Attentive readers will notice that there is a third thread, the Keepalives
thread. This thread is responsible for – surprise – generating keepalives for
peers. However, there are no statistics showing for that thread. Although the
pthread uses the
frr_pthread wrapper, it opts not to use the embedded
threadmaster facilities. Instead it replaces the
functions with custom functions. This was done because the
facilities introduce a small but significant amount of overhead relative to the
pthread’s task. In this case since the pthread does not need the event-driven
model and does not need to receive tasks from other pthreads, it is simpler and
more efficient to implement it outside of the provided event facilities. The
point to take away from this example is that while the facilities to make using
pthreads within FRR easy are already implemented, the wrapper is flexible and
allows usage of other models while still integrating with the rest of the FRR
core infrastructure. Starting and stopping this pthread works the same as it
does for any other
frr_pthread; the only difference is that event
statistics are not collected for it, because there are no events.

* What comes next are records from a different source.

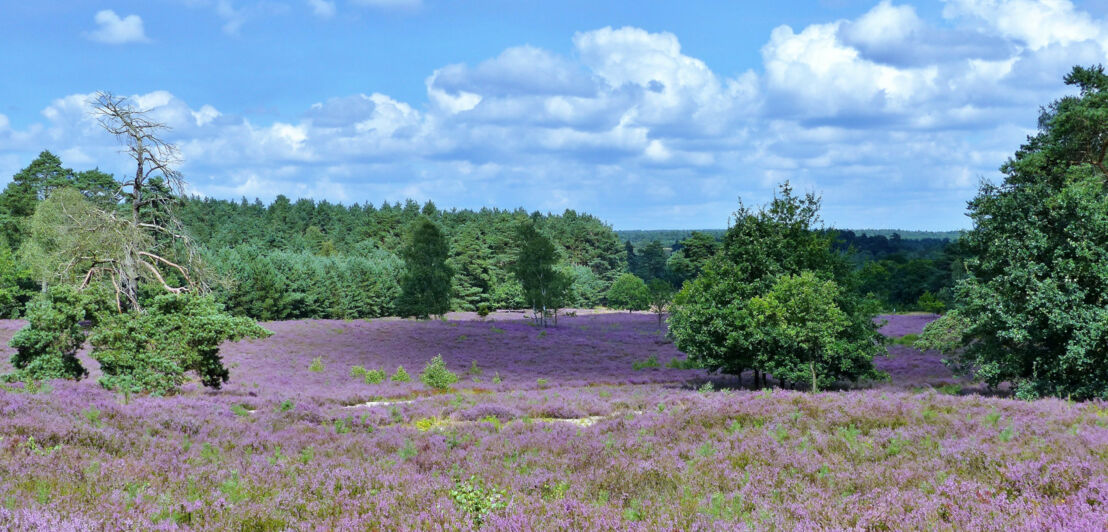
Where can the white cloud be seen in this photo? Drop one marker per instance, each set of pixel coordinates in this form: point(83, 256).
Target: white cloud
point(324, 9)
point(1038, 23)
point(114, 30)
point(892, 115)
point(392, 4)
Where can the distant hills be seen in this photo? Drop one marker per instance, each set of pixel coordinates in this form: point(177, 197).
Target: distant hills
point(639, 237)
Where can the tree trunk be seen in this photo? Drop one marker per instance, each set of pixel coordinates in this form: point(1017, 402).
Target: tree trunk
point(811, 366)
point(129, 280)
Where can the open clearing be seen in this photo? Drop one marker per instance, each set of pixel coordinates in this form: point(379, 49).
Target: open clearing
point(552, 430)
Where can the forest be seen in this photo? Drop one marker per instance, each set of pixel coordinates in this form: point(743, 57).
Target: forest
point(188, 362)
point(318, 259)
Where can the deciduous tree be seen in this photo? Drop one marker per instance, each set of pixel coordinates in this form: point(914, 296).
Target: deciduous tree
point(1034, 309)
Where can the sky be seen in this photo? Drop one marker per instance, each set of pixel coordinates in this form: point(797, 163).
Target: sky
point(646, 113)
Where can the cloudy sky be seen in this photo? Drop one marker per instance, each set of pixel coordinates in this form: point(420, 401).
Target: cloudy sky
point(648, 113)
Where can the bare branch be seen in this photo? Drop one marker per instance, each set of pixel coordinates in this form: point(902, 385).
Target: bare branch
point(183, 273)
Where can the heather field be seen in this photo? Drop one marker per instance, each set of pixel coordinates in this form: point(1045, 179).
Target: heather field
point(550, 429)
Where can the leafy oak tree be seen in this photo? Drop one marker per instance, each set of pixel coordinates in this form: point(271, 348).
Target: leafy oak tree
point(718, 318)
point(660, 294)
point(544, 286)
point(1034, 308)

Notes on Design and Documentation¶
Because of the choice to embed the existing event system into each pthread within FRR, at this time there is not integrated support for other models of pthread use such as divide and conquer. Similarly, there is no explicit support for thread pooling or similar higher level constructs. The currently existing infrastructure is designed around the concept of long-running worker threads responsible for specific jobs within each daemon. This is not to say that divide and conquer, thread pooling, etc. could not be implemented in the future. However, designs in this direction must be very careful to take into account the existing codebase. Introducing kernel threads into programs that have been written under the assumption of a single thread of execution must be done very carefully to avoid insidious errors and to ensure the program remains understandable and maintainable.
In keeping with these goals, future work on kernel threading should be extensively documented here and FRR developers should be very careful with their design choices, as poor choices tightly integrated can prove to be catastrophic for development efforts in the future.